Police leaders, local officials, and analysts have been sounding the alarm about “de-policing,” including mass resignations and retirements in America’s police departments, driven by the increasing challenges of the job in the wake of last summer’s anti-cop protests. Now the Marshall Project, a media organization devoted to criminal-justice reform, has some news: data say that the de-policing trend is all made up.

Worries about de-policing are “unfounded,” claim the Marshall Project’s Weihua Li and Ilica Mahajan. They cite federal labor-force data showing, they say, a 1 percent decline in local police employment in 2020, compared with an overall 6 percent drop across the rest of the economy. The analysis has attracted the attention of the usual cadre of police critics eager to insist that de-policing is just a union talking point.

But the evidence for de-policing is not just a survey or exaggerated claims from unions. It’s the individual reports of large-scale retirements, resignations, and other departures from multiple big-city departments. Last November, I documented that at least half of America’s 50 biggest cities had seen staffing drops; in some cities, like Minneapolis, the situation appears to have worsened since then. And recent research based on data from a “large police department in the western United States” explicitly links a large drop in staffing to the post–George Floyd protests. And as the Associated Press just reported, the Baltimore Police Department cannot comply with a federal consent decree meant to reduce police misconduct because it is dramatically below staffing levels.

So what to make of the Marshall Project’s data, which seem to show something different? The short answer: these data are a poor measure of actual beat-cop staffing levels.

To get their numbers, the article’s authors use data from the Quarterly Census of Employment and Wages (QCEW), a workforce survey conducted regularly by the Bureau of Labor Statistics.

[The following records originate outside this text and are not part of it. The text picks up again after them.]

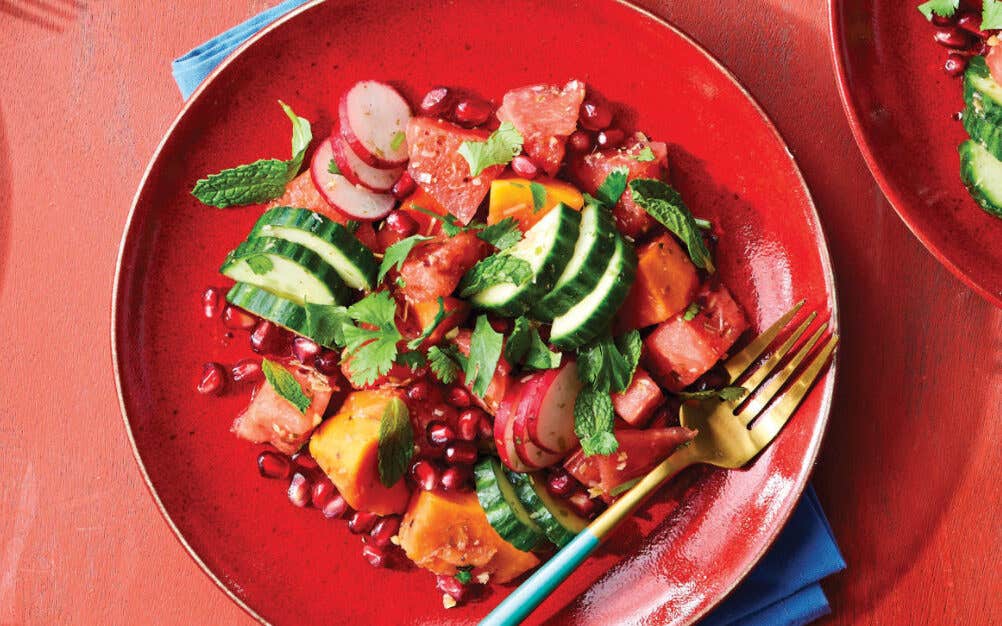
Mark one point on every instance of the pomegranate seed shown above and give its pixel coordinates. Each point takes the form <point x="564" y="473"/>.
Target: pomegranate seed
<point x="425" y="475"/>
<point x="384" y="530"/>
<point x="210" y="301"/>
<point x="524" y="166"/>
<point x="213" y="379"/>
<point x="299" y="490"/>
<point x="362" y="522"/>
<point x="375" y="556"/>
<point x="471" y="111"/>
<point x="274" y="465"/>
<point x="459" y="398"/>
<point x="456" y="479"/>
<point x="461" y="453"/>
<point x="610" y="138"/>
<point x="233" y="318"/>
<point x="436" y="101"/>
<point x="419" y="392"/>
<point x="468" y="424"/>
<point x="401" y="223"/>
<point x="323" y="493"/>
<point x="595" y="114"/>
<point x="953" y="38"/>
<point x="579" y="141"/>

In particular, they looked at reported numbers of local, state, and federal employees classified as working in police protection (NAICS code 92212).

That classification covers a swath of law-enforcement-related activity. This includes sworn officers, but it also counts various federal law-enforcement officers (who account for about 21 percent of the total) and sometimes fire departments. It also does not distinguish sworn officers from civilian personnel, though the latter accounted for about a quarter of state and local police employees, as of the most recent Census data.

Because the QCEW data are not appropriately disaggregated, they cannot give us a true sense of the change in employment levels of actual officers on the beat. There are too many other contributors: the magnitude of the sworn-officer decrease could be masked by the larger denominator of all non-sworn-officers counted, and increases in other categories would offset any decrease in the total.

Aggregate data also ignore the mechanics of the de-policing trend. Many officers have left big-city forces not for other jobs, but to go work in the suburbs. That’s not surprising—rather than trying to switch careers altogether, cops are leaving jurisdictions that don’t want them for jurisdictions that do. Such outflows would produce the dramatic decline in force readiness experienced by cities like New York and Minneapolis without changing the overall number of cops.

This explains why de-policing could drive large increases in violent crime—what I and others have called the Minneapolis effect—even if the total number of cops remains constant. Because the large majority of violent crime takes place (almost necessarily) in big cities, a shift of manpower away from them and into the relatively more peaceful suburbs and rural regions will lead to an overall increase in violence.

Data journalism often carries the air of unimpeachability, as though a selection of numbers tells the whole story. But in this case, it doesn’t. In their rush to disprove a hypothesis that challenges their priors, the Marshall Project gets the facts wrong.

Editor’s note: The Marshall Project has submitted a response disputing certain statements in this article.